A mãe de Miguel fala como se transformou nesses dois anos, criando uma nova percepção sobre o racismo estrutural e institucional e a necessidade de combatê-lo.
Curso de Direito
Ao sentir na pele como a justiça brasileira pode ser lenta e desigual, deseja ser uma sementinha que muda o sistema por dentro: quer ser advogada não só para entender e ajudar no processo de seu filho, mas também para, em um futuro breve, atuar em casos semelhantes por justiça.
“Lá na frente, [espero] poder ajudar outras mães a não passar pelo que eu venho passando hoje com esse Judiciário racista, classista e sexista. Estou finalizando o terceiro período e graças a Deus está dando tudo certo”, comenta Mirtes sobre os estudos.
Empoderada
Empoderada e consciente de seus direitos, hoje, Mirtes estende a outras pessoas o mesmo apoio que vem recebendo. Ela faz parte de três organizações antirracistas e feministas em Recife – a Articulação Negra de Pernambuco (ANEPE), a AfroResistance e o Grupo Curumim, nas quais ajuda principalmente a população negra de mulheres e adolescentes.
“Com o Grupo Curumim, eu faço parte da equipe Cunhatã, que desenvolve um trabalho com as adolescentes, dando formação política, artivismo e empoderando essas meninas a lidarem com essas nossas problemáticas do dia a dia. E com a AfroResistance, a gente trabalha mais com a questão de Direitos Humanos, migração, justiça de linguagem”, explica.
Samuelzinho
Uma das histórias que Mirtes acolheu, recentemente, junto com a ANEPE, é a dos pais de Samuelzinho.
Em novembro de 2021, o bebê de 1 ano e 8 meses morreu por negligência médica em um hospital em Olinda (PE).
Solidária, a mãe de Miguel vem ajudando os familiares de Samuel a denunciarem o racismo institucional presente no caso e a buscar por justiça.

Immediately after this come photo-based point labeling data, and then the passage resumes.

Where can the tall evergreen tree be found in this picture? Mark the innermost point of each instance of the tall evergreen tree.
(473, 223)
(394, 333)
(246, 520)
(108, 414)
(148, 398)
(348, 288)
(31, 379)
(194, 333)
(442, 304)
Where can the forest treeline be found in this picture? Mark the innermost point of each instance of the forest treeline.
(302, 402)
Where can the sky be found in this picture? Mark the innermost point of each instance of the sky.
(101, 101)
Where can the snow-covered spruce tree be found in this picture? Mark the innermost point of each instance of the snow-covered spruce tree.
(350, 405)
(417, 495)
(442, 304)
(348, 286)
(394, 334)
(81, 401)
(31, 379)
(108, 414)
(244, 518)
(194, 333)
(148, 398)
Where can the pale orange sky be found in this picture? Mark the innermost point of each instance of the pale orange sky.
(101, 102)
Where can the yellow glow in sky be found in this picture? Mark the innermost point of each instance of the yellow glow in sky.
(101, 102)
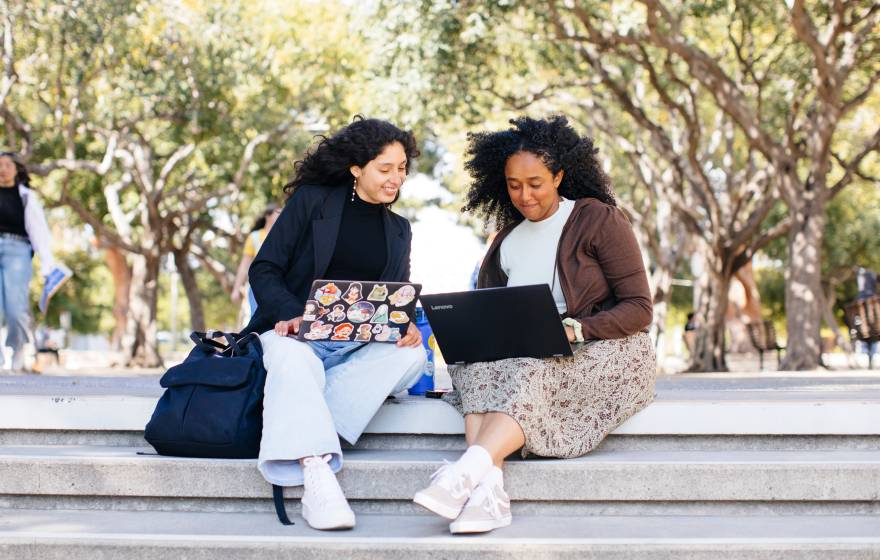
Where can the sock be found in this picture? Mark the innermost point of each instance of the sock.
(475, 463)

“Eu me envolvi na luta contra o racismo a partir do momento que eu perdi meu filho”, fala Mirtes. “Por isso que hoje eu luto contra o racismo, e principalmente por outras mães que infelizmente passam por isso também e não conseguem enfrentar tudo isso como eu venho enfrentando. Mas já que elas não conseguem enfrentar, eu enfrento por elas”, completa.

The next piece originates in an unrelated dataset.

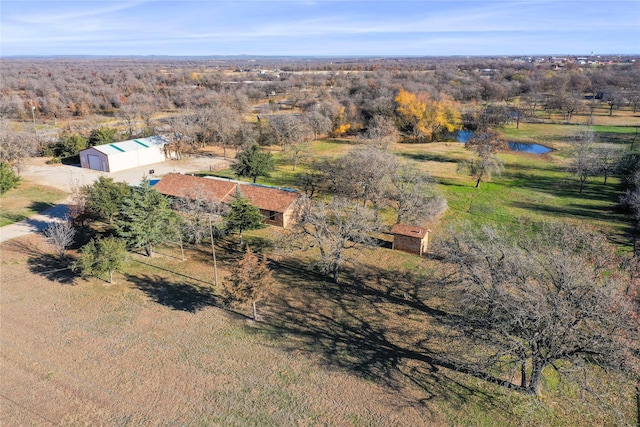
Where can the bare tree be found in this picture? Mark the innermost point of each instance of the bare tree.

Assim como a sociedade recorreu a uma forte mobilização na internet pelo caso Miguel, Mirtes espera que o mesmo aconteça por Samuelzinho. Os pais do bebê também lançaram uma petição, que já reúne mais de 20 mil assinaturas, cobrando justiça.
A luta continua
Na data em que o caso Miguel completou dois anos, a mobilização de Mirtes ganhou corpo em um ato na Ponte da Boa Vista, em Recife.
Organizações, Mirtes, amigos e familiares levantaram cartazes para protestar. Uma faixa de 40 metros, com a frase “Queremos Justiça Por Miguel”, foi estendida na ponte. A ação foi proporcionada pela Change.org e a ANEPE.
Mirtes precisou da Justiça, mas, dois anos depois, ainda não recebeu dela o que espera: ver a culpada pela morte de seu menino cumprindo pena máxima atrás das grades.
No dia 31 de maio, antevéspera do segundo ano do falecimento de Miguel, saiu a sentença judicial contra Sari Corte-Real, a ex-patroa de Mirtes, com quem Miguel estava sob cuidados. A mulher foi condenada a 8 anos e 6 meses de prisão por abandono de incapaz com resultado morte.
Mirtes reconhece a sentença como parte da vitória, mas diz que só estará satisfeita quando sua ex-patroa estiver presa e cumprindo pena de 12 anos.
Por isso, seus advogados entraram com recurso. Sari está recorrendo em liberdade, benefício que, muitas vezes, não é concedido a pessoas em outros contextos, como negras e de classes sociais mais baixas.
Apesar de ter conseguido transformar parte do luto em luta e de ter se empoderado, a mãe de Miguel carregará para sempre a dor da perda do filho. Para amenizar um pouco dessa dor, ela segue incansável na batalha por justiça.
Coautora da petição aberta na plataforma Change.org, Mirtes pede apoio para alcançar a simbólica marca de 3 milhões de assinaturas.
A intenção da mãe de Miguel é usar o abaixo-assinado como um “apelo social” dentro do processo, juntando-o ao recurso para que a pena de Sari seja aumentada.